Tuesday, June 17, 2014

The Final Two

We've now visited each of the lower 48 states!

It took 4 years, 4 months, and 10 days, but we finally visited the two remaining states, Montana and Washington. On Thursday, we accepted a load offer from Houston to Seattle. The Northwest isn't a busy area for expedited freight, so each load offered to this area has to be considered with a potential wait for a load back east, or a very long deadhead to a busier area. This job paid well enough to mitigate either possibility.

When we left Houston, the temps were in the 90s with 80% humidity. It was what my grandfather would have called "close". I have a different word for it that's not as gentlemanly. As much as I love Texas, I was glad to leave that weather behind. We spent Thursday night at the Winstar Casino and celebrated Steve's birthday with a nice dinner, a few cocktails, and the most fun one can have at losing hard-earned money.

Our route took us through Wichita. I've been pining for a Barn'rds roast beef sandwich for, oh, twenty two years now. My beloved foodie husband readily agreed to the detour. Some things have changed. They have a few more menu options, they no longer make their own lemonade, and the multigrain buns have been replaced with a classic smooth-topped bun that had the same heft and soaked up all those delicious roast juices like the original. The original owner was working the counter, and since we were there mid-afternoon, she had time to chat a bit. She was thrilled that I came back just for their sandwiches, and was just as thrilled when I told her they were exactly as I remembered them. After our late lunch, I ordered four more for the road. I suspect we'll be stopping there again in the future.

In Wyoming, we drove into a hailstorm from hell. The stones were big as a quarter and they just poured from the clouds above. Luckily, we came upon an overpass (there aren't many crossroads in the badlands of Wyoming) and parked until the storm passed. There were actual drifts of hail in the road. We have an a/c unit on the roof of the sleeper, as well as a satellite dish and several specialized antennas, none of which were built to stand up to a barrage of ice cubes, so the overpass was fortunate, indeed.

Our 47th state, Montanta, was a pleasant surprise. I knew the western third of the state is all Rockies, but I didn't expect such a beautiful combination of high plains and foothills for the remainder. It's gorgeous. I like it there far better than the more celebrated Colorado, Utah, and Idaho.

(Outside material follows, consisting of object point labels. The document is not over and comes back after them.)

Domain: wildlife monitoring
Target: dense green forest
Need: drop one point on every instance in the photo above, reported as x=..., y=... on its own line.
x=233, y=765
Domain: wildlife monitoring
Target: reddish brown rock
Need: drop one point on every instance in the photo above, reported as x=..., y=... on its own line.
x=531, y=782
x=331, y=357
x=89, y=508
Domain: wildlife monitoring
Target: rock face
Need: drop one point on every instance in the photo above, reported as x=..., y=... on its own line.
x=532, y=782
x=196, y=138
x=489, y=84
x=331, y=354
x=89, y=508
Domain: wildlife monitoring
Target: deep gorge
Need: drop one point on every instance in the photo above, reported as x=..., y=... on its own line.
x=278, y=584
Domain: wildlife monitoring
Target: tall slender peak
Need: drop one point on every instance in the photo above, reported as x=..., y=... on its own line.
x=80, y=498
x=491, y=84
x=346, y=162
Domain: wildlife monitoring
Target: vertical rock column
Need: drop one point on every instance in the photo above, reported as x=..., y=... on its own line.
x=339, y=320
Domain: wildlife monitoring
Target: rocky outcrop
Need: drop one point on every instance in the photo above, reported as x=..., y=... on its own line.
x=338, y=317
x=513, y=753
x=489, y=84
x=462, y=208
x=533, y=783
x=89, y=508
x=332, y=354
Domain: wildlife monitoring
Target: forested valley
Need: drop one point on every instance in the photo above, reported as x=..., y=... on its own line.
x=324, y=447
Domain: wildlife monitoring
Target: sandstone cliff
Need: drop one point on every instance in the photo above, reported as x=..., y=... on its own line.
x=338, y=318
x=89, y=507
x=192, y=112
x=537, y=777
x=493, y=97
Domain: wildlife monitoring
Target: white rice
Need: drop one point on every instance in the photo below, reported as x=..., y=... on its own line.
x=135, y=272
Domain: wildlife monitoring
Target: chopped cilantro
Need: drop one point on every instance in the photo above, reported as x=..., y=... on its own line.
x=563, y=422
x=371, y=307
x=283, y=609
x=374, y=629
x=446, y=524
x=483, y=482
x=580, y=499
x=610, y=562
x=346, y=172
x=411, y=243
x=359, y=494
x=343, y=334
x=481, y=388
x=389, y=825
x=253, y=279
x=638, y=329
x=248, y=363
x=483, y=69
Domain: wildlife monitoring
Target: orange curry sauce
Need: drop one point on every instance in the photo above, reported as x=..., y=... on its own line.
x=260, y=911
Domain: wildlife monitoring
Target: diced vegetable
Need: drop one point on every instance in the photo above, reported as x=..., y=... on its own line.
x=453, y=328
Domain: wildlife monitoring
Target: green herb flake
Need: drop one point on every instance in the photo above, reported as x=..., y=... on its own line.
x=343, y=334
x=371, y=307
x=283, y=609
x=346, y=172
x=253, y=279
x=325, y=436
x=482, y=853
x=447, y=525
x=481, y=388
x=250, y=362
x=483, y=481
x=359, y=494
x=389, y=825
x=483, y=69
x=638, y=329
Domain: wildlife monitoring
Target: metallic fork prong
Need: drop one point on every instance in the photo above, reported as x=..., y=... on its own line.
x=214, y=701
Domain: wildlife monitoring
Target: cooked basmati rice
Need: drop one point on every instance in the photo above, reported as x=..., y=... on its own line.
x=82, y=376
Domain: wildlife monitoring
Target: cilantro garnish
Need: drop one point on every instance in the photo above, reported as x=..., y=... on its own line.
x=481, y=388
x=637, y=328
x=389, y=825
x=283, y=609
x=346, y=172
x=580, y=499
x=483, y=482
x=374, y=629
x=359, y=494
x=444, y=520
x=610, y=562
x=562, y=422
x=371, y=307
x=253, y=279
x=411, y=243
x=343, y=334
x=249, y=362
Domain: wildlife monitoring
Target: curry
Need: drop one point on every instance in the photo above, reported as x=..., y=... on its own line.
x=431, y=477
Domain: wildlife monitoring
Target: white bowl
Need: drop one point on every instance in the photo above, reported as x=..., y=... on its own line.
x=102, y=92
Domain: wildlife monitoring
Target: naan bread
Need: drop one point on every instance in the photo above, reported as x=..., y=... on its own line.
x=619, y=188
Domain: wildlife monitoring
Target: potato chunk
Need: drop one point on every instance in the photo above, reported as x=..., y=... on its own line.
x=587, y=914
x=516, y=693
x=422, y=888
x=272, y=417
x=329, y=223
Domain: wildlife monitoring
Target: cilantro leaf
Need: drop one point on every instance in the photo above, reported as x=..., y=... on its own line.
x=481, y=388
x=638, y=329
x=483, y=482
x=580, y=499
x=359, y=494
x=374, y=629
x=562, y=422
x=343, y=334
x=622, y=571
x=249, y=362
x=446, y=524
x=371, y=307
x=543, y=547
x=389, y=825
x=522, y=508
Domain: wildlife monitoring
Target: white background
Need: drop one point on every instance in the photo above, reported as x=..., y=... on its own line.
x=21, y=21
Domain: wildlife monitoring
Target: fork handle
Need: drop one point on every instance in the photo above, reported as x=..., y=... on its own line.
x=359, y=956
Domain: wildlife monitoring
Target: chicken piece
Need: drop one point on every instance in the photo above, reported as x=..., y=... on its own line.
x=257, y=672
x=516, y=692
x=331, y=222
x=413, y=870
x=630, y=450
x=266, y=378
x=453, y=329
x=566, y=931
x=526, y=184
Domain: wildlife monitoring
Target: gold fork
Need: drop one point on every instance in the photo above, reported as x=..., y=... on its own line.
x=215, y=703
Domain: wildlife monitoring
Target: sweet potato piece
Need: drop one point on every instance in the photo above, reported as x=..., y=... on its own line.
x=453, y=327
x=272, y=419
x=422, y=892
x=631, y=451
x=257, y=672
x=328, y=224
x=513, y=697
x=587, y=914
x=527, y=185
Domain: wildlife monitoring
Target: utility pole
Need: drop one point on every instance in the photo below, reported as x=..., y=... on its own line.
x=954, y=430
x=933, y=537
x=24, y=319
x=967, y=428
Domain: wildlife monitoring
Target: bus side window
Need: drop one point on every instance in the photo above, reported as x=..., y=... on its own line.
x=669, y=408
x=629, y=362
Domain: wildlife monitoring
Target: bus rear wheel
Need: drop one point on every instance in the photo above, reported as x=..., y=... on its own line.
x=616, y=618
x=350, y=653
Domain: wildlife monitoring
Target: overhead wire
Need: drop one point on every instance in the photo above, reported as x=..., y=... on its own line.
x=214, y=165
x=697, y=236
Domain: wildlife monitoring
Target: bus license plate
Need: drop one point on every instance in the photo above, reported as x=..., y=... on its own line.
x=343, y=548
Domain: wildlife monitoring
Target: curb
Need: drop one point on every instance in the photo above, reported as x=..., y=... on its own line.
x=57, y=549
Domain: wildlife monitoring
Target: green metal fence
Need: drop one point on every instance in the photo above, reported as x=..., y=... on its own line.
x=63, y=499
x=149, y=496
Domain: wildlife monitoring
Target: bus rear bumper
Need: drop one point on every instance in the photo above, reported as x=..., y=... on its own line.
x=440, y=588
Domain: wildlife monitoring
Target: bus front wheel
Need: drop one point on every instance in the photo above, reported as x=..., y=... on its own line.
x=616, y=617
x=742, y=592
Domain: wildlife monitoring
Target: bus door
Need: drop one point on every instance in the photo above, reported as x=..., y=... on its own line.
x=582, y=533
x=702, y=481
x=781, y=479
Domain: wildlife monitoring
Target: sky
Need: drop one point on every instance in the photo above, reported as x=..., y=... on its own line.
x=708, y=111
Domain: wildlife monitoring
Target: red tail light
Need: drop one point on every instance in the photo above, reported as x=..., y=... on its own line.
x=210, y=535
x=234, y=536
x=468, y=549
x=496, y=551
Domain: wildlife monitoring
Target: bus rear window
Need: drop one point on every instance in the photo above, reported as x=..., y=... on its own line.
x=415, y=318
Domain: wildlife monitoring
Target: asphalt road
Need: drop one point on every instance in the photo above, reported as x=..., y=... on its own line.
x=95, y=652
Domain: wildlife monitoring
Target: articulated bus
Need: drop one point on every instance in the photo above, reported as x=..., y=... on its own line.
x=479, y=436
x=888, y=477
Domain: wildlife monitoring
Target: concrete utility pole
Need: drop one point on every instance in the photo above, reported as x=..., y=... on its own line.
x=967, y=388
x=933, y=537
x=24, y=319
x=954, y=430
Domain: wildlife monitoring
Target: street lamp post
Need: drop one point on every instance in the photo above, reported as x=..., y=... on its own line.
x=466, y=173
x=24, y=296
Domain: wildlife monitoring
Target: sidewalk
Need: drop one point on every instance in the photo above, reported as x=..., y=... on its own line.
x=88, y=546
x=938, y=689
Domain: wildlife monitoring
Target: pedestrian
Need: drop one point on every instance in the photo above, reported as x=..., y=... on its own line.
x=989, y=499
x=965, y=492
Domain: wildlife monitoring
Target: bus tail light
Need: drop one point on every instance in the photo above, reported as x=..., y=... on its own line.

After a quick jaunt through the chimney of Idaho, we arrived in Washington. Frankly, eastern Washington state is pretty boring. Things picked up as we approached the Cascades, when signs for chain up laws and runaway truck ramps and references to The Pass started to appear: "Best Food This Side of the Pass!", "Sno Pass Truck Repair", "The Summit Restaurant and Lounge", "Weather Conditions for the Pass, call *555", "Tune radio to 1610 for Pass Weather". As we approached the notorious Snoqualmie Pass, the temperature outside was 35 degrees and it was raining.

Uh oh. Rain + Cold = Snow.

We've conquered many infamous mountain passes. The most harrowing was Loveland Pass, Colorado. Placarded hazmat loads are prevented from using the Interstate tunnels, so we had to use Loveland Pass west of Denver to cross the divide. It's two lane, with no shoulders, nearly twelve thousand feet above sea level, with abrupt dropoffs of thousands of feet and hairpin turns that will curdle your coffee, and all of this with a grade of nearly 7%. We've crossed it twice in the summer months and once, in winter, during a snowstorm.

Steve has never really recovered from THAT trip.

So with all the roadside hysteria on our approach to Snoqualmie Pass, I expected a road engineered by certifiably demented mountain goats. Instead, it was kind of wimpy at just over 3,000 feet. Even with a 5,000 pound load of sloshing poisonous substances, we made the climb easily.

Wha--? Why then, was there such a panic over this piddling little hill?

Because it gets more than 400 inches of snow a year, due to Pacific currents and other meteorological causes I couldn't care less about. Okay. If you get more than 400 inches of snow and you offer 6% highway grades, you win.

Plowing "The Pass" in a Past Winter

Either way, we're here and we're 48 states down.